2. The Catechism of the Catholic Church speaks in general of burial: “The bodies of the departed must be treated with love and respect, with charity in faith and in the hope of the resurrection. The burial of the dead is a corporal work of mercy”(CCC 2300).
The Code of Canon Law never uses the term burial even in Latin, but speaks generically of interment, meaning both burial under the ground as well as in a niche.
3. Even the liturgy of the Church, when it entrusts the bodies of the deceased to the earth, with this expression means not only the burial under the ground but also the deposition in a niche.
4. From the very beginning, the bodies of Christians, in opposition to the pagan rite that implied cremation, were brought to a place specifically called a cemetery, from the Greek Koimeterion, which means dormitory.

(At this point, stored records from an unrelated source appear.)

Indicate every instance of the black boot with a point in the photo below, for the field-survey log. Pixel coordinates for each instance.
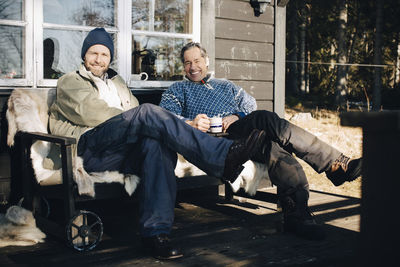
(240, 152)
(160, 247)
(344, 170)
(298, 218)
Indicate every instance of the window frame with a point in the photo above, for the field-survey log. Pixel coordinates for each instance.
(28, 62)
(35, 25)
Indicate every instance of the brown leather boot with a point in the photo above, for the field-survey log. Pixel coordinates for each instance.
(344, 170)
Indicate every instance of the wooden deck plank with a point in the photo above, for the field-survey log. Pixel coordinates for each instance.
(213, 232)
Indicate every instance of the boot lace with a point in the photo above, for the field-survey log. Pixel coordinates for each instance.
(341, 162)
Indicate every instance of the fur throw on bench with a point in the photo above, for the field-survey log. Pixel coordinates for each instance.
(18, 228)
(28, 111)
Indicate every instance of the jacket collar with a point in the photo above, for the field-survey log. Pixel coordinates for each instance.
(84, 72)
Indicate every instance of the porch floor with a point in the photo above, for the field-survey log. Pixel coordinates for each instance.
(213, 232)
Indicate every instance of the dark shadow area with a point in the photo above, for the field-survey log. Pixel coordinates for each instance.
(210, 234)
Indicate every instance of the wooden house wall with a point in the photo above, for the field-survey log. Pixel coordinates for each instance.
(244, 48)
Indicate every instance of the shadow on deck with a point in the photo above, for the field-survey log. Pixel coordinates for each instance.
(213, 232)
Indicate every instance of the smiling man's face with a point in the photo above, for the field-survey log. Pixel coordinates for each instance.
(97, 59)
(194, 64)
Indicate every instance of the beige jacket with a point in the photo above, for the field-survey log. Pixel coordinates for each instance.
(78, 107)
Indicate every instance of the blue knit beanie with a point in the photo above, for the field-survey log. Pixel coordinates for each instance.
(98, 36)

The custody of the body, underground or in the niche, clearly manifested the expectation of the resurrection.
4. However, what you have noticed is true: the Instruction of the Congregation for the Doctrine of the Faith Ad resurgendum cum Christo of 25 August 2016, on the burial of the dead, in n. 3 says: “Following the ancient Christian tradition, the Church insistently recommends that the bodies of the deceased are buried in the cemetery or other sacred place. In remembrance of the death, burial and resurrection of the Lord, a mystery in the light of which the Christian meaning of death is manifested, inhumation is above all the most suitable form to express faith and hope in the bodily resurrection”.
5. But it is evident here that precisely because of the approach to Christ, by burial we mean any form of burial.
In fact, Christ was not buried on the ground, but in the tomb carved into the rock that Joseph of Arimathea had initially made for himself: “and laid it in his new tomb that he had hewn in the rock. Then he rolled a huge stone across the entrance to the tomb and departed” (Mt 27,59-60).
The high priests after having sentenced Jesus to the most infamous death, the crucifixion, wanted him to have also the most infamous burial, that of being thrown directly into the common grave. In this case it would have been more difficult to say that he had risen from the dead.
6. But what they wanted never happened because Joseph of Arimathea intervened, thus fulfilling the prophecy of Isaiah: “He was assigned a grave with the wicked, and with the rich in his death” (Is 53: 9).
Giuseppe Girotti comments: “The most obvious meaning of these words seems to be: they had assigned him to be buried with the wicked, but after death he was placed with the rich”.
7. St. Dominic was not placed in a niche, but was really buried, put under the ground.
Blessed Giordano, his first successor, in recalling the exhumation of the body carried out on the night between 23 and 24 May 1233 while approaching the day of canonization, writes: “There was underneath, buried in the earth, that wooden box in which the venerable Pope Gregory, then bishop of Ostia, had buried the sacred body”.
8. So everyone can do as he sees fit.
Paul VI wanted to be buried underground, not a sarcophagus as is generally done for Popes.
I thank you for your closeness with the Holy Father Dominic.
I wish you well, I remind you to the Lord and I bless you.